Qu’est-ce que la sorcellerie ? Je vois des personnes qui font des rituels, des choses paganistes, athées, des choses pas du tout liées au monde judéo-chrétien, en fait mais moi c’est pas du tout ça. L’astrologie parle de la mythologie grecque, rien à voir. On est loin des trucs celtiques et paganistes. Il y a un peu ce moule pour les néophytes dans lequel on met l’astrologie avec la sorcellerie et d’autres pratiques qui sont reliées au spirituel mais pas au religieux. Mais la spiritualité peut être complètement évacuée de l’astrologie. Je fais de l’astro-philo. J’ai enlevé le logie parce que ce n’est pas de la science, c’est du discours. J’adore ce langage parce que je le trouve extrêmement riche et donc selon moi, il n’y a pas de besoin de prédiction. C’est du discours, c’est comme une science humaine qui raconte la vie. Mais effectivement c’est un grand gloubi boulga parce qu’il y a de l’argent à la clé. Ils veulent que tu mettes tout ça parce que ça fait vendre. Il y a tellement d’argent en fait, ça brasse tellement de thunes. Moi j’ai déjà eu des propals : « Tu veux pas faire les prédictions pour 2022 ? » Mais je ne fais pas de prédiction en fait, je ne crois pas à ça. Je ne dis pas aux gens ce qui va se passer ou ce qui ne va pas se passer, je trouve ça dangereux. Je veux pas mettre des trucs dans la tête des gens, je ne vais pas te dire ce que tu feras en 2022 parce que Saturne rentre en Capricorne. Pour moi c’est du pur symbolisme.

 

 

Si on ne se retrouve pas dans son signe, est-ce que c’est grave ? 
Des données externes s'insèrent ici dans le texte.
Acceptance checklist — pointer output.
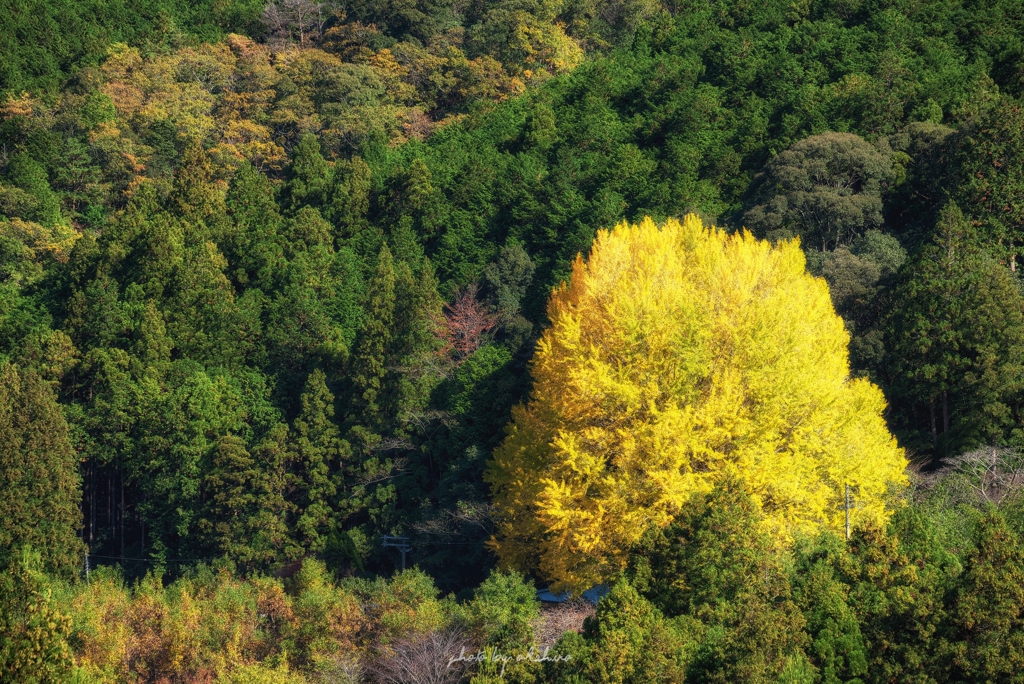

C’est normal de parfois ne pas s’y retrouver. Les signes sont des biais de confirmation, soit notre tendance à sélectionner uniquement les informations qui confirment des croyances ou des idées préexistantes. C’est un poids en fait. Mais c’est la même chose avec les biais de confirmation familiaux aussi. Par exemple, si on t’élève en te disant que t’as un sale caractère, en te disant que t’es nul.le en maths, tu vas y croire. Le problème c’est que la caricature raconte des choses, mais il ne faut pas qu’elle enferme. Parce que le signe est un accident, ça ne correspond à rien. Le fait de ne pas se retrouver dans son signe, ça veut dire aussi quelque chose de soi. On ne peut pas résumer l’humanité à douze archétypes, c’est complètement délirant quand on y réfléchit. Le biais de confirmation n’est pas dangereux qu’en astro, il est dangereux dans tous les domaines. En psycho, en socio : par exemple t’es né dans telle classe sociale alors t’es voué à ça. En fait, on passe notre vie à dépasser les biais de confirmation. Si ton travail c’est de dépasser le cliché de ton signe, c’est bien aussi. En fait, on est tellement de choses, tellement de réalités, tellement de déterminismes. Il ne faut jamais se laisser aliéner, que ce soit par le discours astro ou autre, c’est très dangereux. C’est comme quand tu vas voir un humoriste qui rigole sur les profs, moi ça m’arrive de rire mais le sketch est hyper cliché. Quelques fois on est clichés quoi. On est le cliché des autres. Parce qu’en fait tu regardes ton signe, mais tu regardes aussi celui des autres. On se retrouve dans tout. On fait des liens. Ce que je trouve dangereux, c’est quand on essaie de te vendre des trucs, quand on essaie de te dire ce que tu dois être ou ce que tu dois faire. Ce qui n’est pas mon cas, moi je ne suis pas développement personnel. Je te dis juste qu’on va rigoler parce que parfois on est un peu cons et que c’est drôle d’en rire. C’est vrai qu’utiliser la caricature dans ce sens là c’est comme faire de l’humour sur scène en parlant des profs, des flics, des meufs… C’est pas toujours très fin mais ça fait rire.

 

Le ton que tu utilises c’est donc du second degré ? Est-ce que c’est aussi une satire des comptes de développement personnel ? 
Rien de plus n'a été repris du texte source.